Santa Sé publica documento sobre ideologia de género

Santa Sé publica documento sobre ideologia de género

Um dos tópicos mais fraturantes entre a Igreja e a socidade atual conhece novos contornos com a publicação deste documento. Não há propriamente uma novidade na posição da Igreja, mas sim um clarificar de posições sobre o tema, que tem várias interpretações e considerações mesmo dentro da Igreja.

A Santa Sé publicou um novo documento sobre a “ideologia do género”, contestando quem pretende eliminar a diferença homem-mulher. «A formação da identidade baseia-se na alteridade; na família, a relação perante a mãe e o pai facilita à criança a elaboração da sua própria identidade-diferença sexual. O género "neutro" ou "terceiro géner"’, pelo contrário, surge como uma construção fictícia», refere o cardeal Giuseppe Versaldi, prefeito da Congregação para a Educação Católica, organismo responsável pela publicação.

O "ministro da Educação" do Vaticano assinala, em entrevista ao portal Vatican News, que «teorias do gender, particularmente as mais radicais, distanciam-se dos dados naturais chegando a uma opção total pela decisão do sujeito emotivo». «Pretende-se eliminar a diferença sexual,
tornando-a irrelevante para o desenvolvimento da pessoa», acusa.

Na mesma entrevista, o cardeal indica que este é um texto «metodológico», não doutrinal», que visa «educar as jovens gerações a enfrentar esses temas num tempo em que há muita confusão sobre isso», ao mesmo tempo que pede «respeito» pelas opiniões da Igreja sobre o assunto, afirmando que também a Igreja respeita as «posições distantes das nossas».

É por isso que o texto é muito crítico da «desorientação antropológica que caracteriza amplamente o clima cultural do nosso tempo». «Certamente contribuiu na destruturação da família com a tendência a apagar a diferenças entre homem e mulher, consideradas como simples efeitos de um condicionamento histórico-cultural», pode ler-se no documento.

O texto da Santa Sé sublinha o «dado biológico da diferença sexual entre homem e mulher», e refere a necessidade de distinguir «entre a ideologia do gender e as diversas investigações sobre gender realizadas pelas ciências humanas.
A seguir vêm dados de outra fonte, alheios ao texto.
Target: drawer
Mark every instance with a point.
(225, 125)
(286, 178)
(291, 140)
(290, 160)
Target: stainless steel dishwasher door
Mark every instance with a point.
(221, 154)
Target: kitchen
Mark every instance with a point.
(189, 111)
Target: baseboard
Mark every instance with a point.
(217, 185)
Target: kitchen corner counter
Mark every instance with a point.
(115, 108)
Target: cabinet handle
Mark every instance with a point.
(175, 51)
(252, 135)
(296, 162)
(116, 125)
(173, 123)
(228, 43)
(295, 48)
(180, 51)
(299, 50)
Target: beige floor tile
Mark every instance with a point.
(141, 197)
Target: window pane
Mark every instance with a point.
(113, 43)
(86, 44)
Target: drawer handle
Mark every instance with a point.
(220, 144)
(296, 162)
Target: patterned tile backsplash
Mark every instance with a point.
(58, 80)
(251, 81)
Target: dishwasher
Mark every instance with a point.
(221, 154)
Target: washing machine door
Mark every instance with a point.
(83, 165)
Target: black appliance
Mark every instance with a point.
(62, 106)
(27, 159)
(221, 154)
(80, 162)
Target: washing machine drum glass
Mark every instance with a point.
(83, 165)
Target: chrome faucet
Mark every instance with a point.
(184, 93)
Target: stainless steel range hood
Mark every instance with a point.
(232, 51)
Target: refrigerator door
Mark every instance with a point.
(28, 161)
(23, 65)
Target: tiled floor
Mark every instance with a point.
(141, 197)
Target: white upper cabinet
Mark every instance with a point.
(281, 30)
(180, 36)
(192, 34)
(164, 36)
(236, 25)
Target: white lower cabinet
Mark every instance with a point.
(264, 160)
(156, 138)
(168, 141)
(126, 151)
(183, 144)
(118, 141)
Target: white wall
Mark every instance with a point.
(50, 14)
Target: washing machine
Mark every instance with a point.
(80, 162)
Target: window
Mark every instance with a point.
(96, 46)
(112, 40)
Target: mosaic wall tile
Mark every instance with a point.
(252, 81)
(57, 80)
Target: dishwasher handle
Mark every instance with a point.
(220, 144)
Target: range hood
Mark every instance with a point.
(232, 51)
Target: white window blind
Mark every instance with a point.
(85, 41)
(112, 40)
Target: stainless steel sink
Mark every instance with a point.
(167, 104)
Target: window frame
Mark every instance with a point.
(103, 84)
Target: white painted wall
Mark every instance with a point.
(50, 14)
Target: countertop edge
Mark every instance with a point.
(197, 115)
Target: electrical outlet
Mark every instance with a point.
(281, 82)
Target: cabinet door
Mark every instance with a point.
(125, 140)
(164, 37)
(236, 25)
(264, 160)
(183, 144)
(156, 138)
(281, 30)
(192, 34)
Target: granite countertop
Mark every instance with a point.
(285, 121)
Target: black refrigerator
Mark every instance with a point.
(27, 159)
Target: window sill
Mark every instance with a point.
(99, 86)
A ideologia pretende, como afirma o Papa Francisco, “dar resposta a certas aspirações por vezes compreensíveis”, mas procura “impor-se como pensamento único que determina até mesmo a educação das crianças” e portanto exclui o encontro».

O responsável admite que houve desenvolvimentos positivos, nas reflexões sobre o género, como uma maior consciência da «igual dignidade entre homem e mulher» e a «educação das crianças e dos jovens para respeitar todas as pessoas», contra qualquer forma de bullying e de discriminação, além do «aprofundamento do valor da feminilidade».

No entanto, o texto levanta sérias dúvidas sobre o «dualismo antropológico» que se cria com esta ideologia: «A separação entre corpo reduzido à matéria inerte e a vontade que se torna absoluta, manipulando o corpo para o seu próprio prazer.» «Este fisicismo e voluntarismo
dão lugar ao relativismo, onde tudo é equivalente e indiferenciado, sem ordem e sem  finalidade. Todas estas teorias, das moderadas às mais radicais, afirmam que o gender (género) acaba por ser mais importante que o sex (sexo). Isto determina, em primeiro lugar, uma revolução cultural e ideológica no horizonte relativista, e, em segundo lugar, uma revolução jurídica, porque estas instâncias promovem direitos individuais e sociais específicos», critica a Congregação para a Educação Católica, responsável pela elaboração do documento.

O texto está dividido em três partes, começando pelos «pontos de encontro e as críticas» na questão do género, elogiando a «apreciável exigência de lutar contra qualquer expressão de injusta discriminação».

A segunda parte é uma «reflexão crítica » sobre os aspetos que levam a propor, a nível antropológico, «uma identidade pessoal e uma intimidade afetiva radicalmente desvinculada da diferença biológica entre masculino e feminino».

O documento do Vaticano conclui com uma proposta de discernimento sobre «a verdade da pessoa e sobre o significado da sexualidade humana», algo que cada pessoa «deve respeitar e não pode manipular como lhe apetece».

O texto é agora confiado pela Santa Sé aos presidentes das conferências episcopais, para que possa chegar às comunidades educativas das escolas católicas e àqueles que, «animados pela visão cristã da vida, trabalham noutras escolas» e organizações do sector, pais e estudantes, noticia a Agência Ecclesia.